Max is pas 12 jaar oud als zijn vader en moeder overleden zijn. Hij wordt warm opgenomen in het gezin van zijn vader’s jongere zus Sarchen en moeder’s broer Max met de familienaam Friedberger. Zie het uitgebreide verhaal hierboven.
Jt.47? Julius.
Jt.48. Moses, * Treysa 06-09-1848.
Jt.49. Sara (Sarchen), * Treysa 03-03-1850, † Frankfurt a/M 1929, ∞ Max Friedberger, * 1850 (broer van Auguste, de echtgenote van haar broer Levi).
Jt.40. Hermann, * Treysa 24-02-1852.
Jt.4!. Betty, * Treysa 15-02-1854, † Darmstadt 16-12-1885, ∞ 15-10-1884 Zacharias Kassel, * 16-03-1855, zoon van Judel Kassel en Zerline, zoon Julius * 21-11-1885.

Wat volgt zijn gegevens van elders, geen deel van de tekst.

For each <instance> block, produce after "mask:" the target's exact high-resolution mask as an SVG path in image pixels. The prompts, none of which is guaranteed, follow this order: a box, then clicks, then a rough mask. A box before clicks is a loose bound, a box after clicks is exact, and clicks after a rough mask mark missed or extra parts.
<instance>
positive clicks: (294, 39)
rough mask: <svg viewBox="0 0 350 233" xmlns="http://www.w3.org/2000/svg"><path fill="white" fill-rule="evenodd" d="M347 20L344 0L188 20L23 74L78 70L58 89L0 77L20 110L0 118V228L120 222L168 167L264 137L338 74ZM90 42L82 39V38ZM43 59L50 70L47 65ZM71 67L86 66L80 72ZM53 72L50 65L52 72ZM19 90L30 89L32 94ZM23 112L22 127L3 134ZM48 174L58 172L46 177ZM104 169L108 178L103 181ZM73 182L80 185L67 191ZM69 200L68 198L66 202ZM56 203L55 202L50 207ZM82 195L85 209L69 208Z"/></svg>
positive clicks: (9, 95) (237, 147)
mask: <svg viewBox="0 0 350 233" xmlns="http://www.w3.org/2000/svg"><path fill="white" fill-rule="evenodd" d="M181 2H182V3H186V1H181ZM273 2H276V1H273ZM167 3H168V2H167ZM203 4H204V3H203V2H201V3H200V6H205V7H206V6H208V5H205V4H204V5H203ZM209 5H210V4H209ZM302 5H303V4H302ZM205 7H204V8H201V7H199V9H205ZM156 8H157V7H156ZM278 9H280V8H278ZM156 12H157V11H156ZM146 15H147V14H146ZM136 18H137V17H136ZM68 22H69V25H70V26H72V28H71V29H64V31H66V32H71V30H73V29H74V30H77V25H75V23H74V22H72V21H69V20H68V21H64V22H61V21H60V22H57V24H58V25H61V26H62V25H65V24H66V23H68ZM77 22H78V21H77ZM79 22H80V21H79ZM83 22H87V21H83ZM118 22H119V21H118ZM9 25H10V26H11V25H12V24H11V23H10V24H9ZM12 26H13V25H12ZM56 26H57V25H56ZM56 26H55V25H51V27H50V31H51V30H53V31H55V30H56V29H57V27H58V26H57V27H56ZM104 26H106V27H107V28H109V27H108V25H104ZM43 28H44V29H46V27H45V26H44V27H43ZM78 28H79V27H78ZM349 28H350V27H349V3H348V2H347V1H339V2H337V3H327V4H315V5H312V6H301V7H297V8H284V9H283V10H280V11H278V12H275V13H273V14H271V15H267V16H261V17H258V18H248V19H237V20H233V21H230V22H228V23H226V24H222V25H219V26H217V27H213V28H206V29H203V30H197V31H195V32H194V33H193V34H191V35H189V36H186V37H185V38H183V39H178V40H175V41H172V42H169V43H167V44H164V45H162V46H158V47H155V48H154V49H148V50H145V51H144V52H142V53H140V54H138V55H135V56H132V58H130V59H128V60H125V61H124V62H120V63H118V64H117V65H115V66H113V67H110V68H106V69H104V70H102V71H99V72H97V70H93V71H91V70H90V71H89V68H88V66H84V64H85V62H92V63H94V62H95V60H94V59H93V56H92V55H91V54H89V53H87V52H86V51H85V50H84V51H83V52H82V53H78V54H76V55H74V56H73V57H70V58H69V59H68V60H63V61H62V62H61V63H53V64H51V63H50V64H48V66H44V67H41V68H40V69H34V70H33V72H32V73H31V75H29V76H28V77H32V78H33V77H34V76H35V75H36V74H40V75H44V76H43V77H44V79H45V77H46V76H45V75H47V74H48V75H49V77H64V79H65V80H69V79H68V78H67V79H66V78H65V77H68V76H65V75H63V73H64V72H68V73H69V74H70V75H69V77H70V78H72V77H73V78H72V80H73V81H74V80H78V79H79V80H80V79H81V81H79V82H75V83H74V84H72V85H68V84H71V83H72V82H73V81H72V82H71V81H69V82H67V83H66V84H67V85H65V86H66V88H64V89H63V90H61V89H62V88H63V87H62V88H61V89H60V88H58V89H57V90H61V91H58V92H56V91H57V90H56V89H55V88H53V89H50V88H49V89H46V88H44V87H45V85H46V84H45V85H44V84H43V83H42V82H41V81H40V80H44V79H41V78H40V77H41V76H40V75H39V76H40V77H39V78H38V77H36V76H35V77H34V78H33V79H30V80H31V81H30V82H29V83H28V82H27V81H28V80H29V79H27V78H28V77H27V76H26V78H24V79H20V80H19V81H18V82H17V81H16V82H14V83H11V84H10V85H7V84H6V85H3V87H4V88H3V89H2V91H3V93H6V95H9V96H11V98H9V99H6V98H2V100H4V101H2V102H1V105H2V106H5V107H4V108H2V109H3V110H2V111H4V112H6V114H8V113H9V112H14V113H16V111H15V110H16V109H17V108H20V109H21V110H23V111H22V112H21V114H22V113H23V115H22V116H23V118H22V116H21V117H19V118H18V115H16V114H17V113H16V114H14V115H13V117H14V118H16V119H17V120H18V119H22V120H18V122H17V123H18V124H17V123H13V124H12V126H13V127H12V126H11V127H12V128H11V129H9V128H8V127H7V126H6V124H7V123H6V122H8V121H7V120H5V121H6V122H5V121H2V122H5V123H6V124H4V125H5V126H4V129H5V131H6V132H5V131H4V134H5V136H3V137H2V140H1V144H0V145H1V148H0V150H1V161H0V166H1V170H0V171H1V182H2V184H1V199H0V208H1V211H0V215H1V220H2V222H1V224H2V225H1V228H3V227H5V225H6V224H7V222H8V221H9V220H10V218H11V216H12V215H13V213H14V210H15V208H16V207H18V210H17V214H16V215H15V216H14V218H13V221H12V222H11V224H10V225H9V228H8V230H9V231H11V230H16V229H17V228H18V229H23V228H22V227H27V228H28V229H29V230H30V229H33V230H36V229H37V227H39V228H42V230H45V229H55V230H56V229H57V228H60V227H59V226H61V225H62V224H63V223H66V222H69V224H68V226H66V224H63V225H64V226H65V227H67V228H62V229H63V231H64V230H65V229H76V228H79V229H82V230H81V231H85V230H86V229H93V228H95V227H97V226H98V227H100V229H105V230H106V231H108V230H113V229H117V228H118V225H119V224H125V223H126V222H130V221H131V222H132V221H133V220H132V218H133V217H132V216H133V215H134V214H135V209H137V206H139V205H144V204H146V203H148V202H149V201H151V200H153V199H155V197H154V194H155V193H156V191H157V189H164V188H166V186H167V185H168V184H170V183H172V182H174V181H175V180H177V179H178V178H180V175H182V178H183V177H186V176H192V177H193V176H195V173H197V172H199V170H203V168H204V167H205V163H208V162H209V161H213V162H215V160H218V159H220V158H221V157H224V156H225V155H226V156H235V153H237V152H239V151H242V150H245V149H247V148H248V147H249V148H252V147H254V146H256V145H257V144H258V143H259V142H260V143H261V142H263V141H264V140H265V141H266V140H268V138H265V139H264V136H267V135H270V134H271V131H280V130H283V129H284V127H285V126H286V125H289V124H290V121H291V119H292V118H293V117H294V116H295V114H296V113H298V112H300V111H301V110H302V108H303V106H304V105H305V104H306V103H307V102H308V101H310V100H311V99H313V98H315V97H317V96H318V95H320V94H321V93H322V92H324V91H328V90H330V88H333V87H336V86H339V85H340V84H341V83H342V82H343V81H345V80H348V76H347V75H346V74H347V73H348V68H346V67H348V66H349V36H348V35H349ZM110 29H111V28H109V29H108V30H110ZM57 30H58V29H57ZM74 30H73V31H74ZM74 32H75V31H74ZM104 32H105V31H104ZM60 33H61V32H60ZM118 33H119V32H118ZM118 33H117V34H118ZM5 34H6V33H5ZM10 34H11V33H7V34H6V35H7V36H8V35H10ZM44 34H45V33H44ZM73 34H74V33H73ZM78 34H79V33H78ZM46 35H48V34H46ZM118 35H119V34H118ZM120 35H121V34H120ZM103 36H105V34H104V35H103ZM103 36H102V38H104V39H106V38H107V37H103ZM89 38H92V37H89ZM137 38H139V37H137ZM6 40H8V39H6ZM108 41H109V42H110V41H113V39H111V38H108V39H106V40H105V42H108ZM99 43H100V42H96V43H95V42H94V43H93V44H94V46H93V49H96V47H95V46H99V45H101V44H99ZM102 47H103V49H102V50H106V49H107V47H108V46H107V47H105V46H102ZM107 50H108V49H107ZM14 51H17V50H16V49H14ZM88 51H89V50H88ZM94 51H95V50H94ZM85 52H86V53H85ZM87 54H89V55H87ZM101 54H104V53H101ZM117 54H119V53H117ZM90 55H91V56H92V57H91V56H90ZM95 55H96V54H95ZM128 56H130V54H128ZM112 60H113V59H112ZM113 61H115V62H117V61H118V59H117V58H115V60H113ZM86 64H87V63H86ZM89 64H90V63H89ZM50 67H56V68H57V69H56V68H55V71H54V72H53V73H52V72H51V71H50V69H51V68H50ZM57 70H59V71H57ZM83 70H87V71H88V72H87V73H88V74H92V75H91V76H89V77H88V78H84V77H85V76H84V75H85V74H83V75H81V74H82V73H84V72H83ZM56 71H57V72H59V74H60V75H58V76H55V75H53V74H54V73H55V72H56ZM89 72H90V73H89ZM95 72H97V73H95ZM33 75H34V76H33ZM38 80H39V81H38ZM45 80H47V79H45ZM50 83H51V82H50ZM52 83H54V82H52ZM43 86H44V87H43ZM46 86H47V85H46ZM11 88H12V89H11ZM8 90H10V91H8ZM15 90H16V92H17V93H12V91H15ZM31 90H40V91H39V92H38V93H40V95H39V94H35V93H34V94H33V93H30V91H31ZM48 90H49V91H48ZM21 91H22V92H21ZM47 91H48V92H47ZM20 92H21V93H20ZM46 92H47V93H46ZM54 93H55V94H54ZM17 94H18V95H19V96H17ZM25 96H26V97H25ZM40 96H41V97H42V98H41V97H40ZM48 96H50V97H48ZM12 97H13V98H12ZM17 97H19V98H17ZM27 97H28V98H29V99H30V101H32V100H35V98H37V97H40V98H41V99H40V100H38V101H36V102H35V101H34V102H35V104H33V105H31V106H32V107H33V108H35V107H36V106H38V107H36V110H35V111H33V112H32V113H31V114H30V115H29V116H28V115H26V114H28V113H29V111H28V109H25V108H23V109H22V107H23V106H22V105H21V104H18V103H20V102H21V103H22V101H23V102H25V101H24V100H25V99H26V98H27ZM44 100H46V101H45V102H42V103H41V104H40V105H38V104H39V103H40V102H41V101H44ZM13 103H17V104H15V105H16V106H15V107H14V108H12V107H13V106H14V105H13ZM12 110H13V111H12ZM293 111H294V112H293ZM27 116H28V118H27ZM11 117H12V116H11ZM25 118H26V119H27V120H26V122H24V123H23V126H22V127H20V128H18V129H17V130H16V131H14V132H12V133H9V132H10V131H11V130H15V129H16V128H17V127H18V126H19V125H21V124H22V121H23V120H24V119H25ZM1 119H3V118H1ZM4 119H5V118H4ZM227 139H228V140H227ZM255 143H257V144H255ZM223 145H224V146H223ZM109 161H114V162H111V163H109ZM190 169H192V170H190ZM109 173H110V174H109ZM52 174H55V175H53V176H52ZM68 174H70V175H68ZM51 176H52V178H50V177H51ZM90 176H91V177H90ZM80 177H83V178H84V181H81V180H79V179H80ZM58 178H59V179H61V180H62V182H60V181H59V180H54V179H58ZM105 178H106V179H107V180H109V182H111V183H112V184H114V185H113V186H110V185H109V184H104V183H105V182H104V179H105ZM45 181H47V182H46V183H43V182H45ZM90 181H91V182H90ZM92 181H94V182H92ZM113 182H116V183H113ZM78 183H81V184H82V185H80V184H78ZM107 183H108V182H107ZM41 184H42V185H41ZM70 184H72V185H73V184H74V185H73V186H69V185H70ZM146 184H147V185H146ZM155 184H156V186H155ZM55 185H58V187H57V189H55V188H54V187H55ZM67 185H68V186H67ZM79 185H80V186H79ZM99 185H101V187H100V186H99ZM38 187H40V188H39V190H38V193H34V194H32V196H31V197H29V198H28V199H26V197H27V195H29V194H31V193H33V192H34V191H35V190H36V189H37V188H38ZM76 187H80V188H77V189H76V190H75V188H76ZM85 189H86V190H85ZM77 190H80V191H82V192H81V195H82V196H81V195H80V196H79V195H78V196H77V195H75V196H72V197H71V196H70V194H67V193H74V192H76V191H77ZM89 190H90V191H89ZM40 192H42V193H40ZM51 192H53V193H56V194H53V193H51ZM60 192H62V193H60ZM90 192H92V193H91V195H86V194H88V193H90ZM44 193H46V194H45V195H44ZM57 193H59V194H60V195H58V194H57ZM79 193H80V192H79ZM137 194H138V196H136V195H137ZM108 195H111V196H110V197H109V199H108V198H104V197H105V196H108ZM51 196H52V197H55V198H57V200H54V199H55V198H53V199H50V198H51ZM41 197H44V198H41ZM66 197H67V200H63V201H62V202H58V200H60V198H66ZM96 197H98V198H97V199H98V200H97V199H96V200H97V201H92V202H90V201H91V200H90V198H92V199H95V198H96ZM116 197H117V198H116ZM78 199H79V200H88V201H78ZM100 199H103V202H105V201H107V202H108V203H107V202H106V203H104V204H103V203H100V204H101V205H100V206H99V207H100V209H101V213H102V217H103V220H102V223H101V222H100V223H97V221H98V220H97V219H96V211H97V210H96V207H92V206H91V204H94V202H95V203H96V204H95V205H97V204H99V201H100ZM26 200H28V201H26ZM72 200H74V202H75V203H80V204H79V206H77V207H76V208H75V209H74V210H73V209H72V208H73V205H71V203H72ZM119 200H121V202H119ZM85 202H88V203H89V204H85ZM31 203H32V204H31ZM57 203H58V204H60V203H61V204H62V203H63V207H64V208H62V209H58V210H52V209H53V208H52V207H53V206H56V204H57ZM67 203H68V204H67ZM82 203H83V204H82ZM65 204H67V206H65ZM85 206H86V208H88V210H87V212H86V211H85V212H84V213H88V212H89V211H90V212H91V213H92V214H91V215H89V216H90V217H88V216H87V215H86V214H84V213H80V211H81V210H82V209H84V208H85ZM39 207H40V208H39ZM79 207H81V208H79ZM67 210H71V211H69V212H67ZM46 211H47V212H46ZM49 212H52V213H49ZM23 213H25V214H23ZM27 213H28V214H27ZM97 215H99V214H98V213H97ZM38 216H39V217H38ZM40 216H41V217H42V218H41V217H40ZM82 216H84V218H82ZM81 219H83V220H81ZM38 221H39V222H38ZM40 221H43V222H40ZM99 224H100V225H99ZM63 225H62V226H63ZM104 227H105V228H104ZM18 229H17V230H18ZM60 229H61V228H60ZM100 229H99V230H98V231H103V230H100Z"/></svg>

1. Bijvoorbeeld met J.M. Synge, The Library of Trinity College Dublin, Max Meyerfeld.
2. FA Kranteknipsels Jt.462.
3. Brief 28-12-1922 van Lilian Sauter (1864-1924) aan Mrs. Fiedler.
4. “Ein Beitrag zur Kenntnis der Einwirkung von Phosphorpentachlorid auf Anile zweibasischer Säuren”, Inaugural-Dissertation zur Erlangung der Doctorwürde bei den hohen philisophische Fakultät der Rheinischen Friedricht-Wilhelms Universität zu Bonn, 16-06-1893, 48 blz.